Squirrel Ai Squirrel
Founder Derek Lee says his 12-year-old company is outpacing the edtech competition. They are “putting wheels on the horse,” he says, and installing AI into their existing legacy software. Squirrel claims to be able to diagnose knowledge gaps, measure progress, and adjust lessons in real time.
When China banned for-profit tutoring in 2021, the company’s revenues collapsed overnight. He – she Centered to license its platform to franchisees who also sold the company’s AI-powered tablets. The squirrel network includes more than 3000 centers Across China, serving 1.2 million students. Now the company is looking to expand into the United States.

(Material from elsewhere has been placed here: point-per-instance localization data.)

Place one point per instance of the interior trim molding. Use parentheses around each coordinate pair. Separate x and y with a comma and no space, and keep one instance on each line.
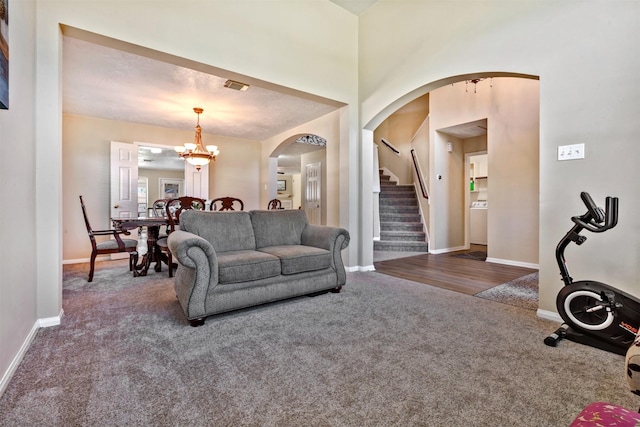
(514,263)
(358,268)
(51,321)
(6,377)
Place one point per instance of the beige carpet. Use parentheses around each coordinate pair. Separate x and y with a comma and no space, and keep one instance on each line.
(383,352)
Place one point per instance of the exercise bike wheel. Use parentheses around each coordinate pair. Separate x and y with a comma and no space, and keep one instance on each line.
(581,309)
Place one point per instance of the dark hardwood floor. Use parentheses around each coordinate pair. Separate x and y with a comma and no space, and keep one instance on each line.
(468,276)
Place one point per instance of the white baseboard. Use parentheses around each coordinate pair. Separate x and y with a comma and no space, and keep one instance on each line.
(358,268)
(514,263)
(40,323)
(4,382)
(549,315)
(51,321)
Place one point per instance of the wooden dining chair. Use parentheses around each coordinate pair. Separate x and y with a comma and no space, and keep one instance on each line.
(158,208)
(173,208)
(274,204)
(226,204)
(111,246)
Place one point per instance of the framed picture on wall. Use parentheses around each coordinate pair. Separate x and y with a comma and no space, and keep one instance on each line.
(170,188)
(4,54)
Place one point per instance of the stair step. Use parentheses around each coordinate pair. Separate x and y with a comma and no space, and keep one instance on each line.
(398,210)
(406,236)
(398,201)
(381,245)
(392,188)
(401,226)
(399,217)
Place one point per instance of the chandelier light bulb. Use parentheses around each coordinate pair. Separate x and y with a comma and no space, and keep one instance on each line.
(195,152)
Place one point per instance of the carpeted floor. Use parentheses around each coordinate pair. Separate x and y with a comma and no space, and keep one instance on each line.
(383,352)
(521,292)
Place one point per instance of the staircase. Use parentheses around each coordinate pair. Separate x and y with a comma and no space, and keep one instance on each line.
(401,227)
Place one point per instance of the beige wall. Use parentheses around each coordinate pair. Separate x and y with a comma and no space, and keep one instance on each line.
(85,161)
(510,106)
(334,178)
(585,54)
(399,129)
(153,181)
(19,279)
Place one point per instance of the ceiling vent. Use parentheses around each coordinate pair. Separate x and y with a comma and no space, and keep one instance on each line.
(231,84)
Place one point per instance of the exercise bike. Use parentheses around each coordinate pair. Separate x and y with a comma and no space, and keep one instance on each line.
(595,314)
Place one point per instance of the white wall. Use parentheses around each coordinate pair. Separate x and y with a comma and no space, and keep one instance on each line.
(85,171)
(18,281)
(586,55)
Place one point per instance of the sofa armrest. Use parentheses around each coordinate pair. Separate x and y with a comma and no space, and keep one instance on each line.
(333,239)
(632,365)
(197,271)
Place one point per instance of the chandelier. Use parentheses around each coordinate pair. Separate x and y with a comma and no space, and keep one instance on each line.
(195,153)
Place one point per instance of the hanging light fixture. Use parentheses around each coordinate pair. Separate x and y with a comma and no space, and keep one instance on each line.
(195,153)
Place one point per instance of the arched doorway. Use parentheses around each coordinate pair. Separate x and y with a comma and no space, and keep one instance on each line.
(297,176)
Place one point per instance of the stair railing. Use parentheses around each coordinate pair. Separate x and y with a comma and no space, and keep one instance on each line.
(416,164)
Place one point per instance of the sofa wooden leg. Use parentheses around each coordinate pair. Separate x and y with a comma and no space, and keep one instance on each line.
(197,322)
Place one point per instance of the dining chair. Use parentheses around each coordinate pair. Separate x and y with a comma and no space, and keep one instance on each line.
(111,246)
(226,204)
(173,209)
(274,204)
(158,208)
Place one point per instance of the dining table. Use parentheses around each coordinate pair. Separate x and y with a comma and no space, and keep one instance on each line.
(153,254)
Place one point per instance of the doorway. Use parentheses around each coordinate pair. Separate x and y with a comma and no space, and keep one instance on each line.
(477,200)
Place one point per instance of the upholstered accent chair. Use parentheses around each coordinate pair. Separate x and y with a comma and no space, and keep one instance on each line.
(111,246)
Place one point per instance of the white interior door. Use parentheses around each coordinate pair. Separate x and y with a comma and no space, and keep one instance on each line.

me who His sons withdrew From a private school in Shanghai so they can teach at home on the Squirrel platform, he says that “in the future, teachers will not teach knowledge.” Instead, he says, “they will become data analysts, understanding students’ learning reports and abilities, and psychologists, understanding emotions and shaping their personalities.”
AI Kanshe’s tongue
AI Kanshe (which translates as “AI Sees Tongue”) is a traditional Chinese medicine startup that analyzes health through images of the tongue, palms, and face. The company was founded by Li Wenhua, a former employee of Yaoshi Bang, one of the oldest online pharmaceutical platforms in China. Li was a long-time student of tongue and hand diagnosis, and wanted to combine the diagnostic methods of traditional Chinese medicine with modern machine vision. The company serves consumers and health practitioners across clinics, pharmacies and some hospitals, providing tools to support diagnosis and decision-making. His model was trained on more than 100,000 annotated images of tongues, hands, and faces.
Zhongtan Puhui Cloud Technology Zhongtan Puhui Cloud Technology
Founded in 2024 by Wu Song, a former quantitative trader on Wall Street, Zhongtan Puhui Cloud Technology develops AI-based tools for carbon accounting. Wu says the green transition still relies on cumbersome human labor that can be automated.
Zhongtan Puhui builds AI agents that handle a number of carbon accounting tasks, including carbon footprint and emissions auditing. Its clients range from China Minmetals Group and DHL to small and medium-sized exporters in the Yangtze River Delta.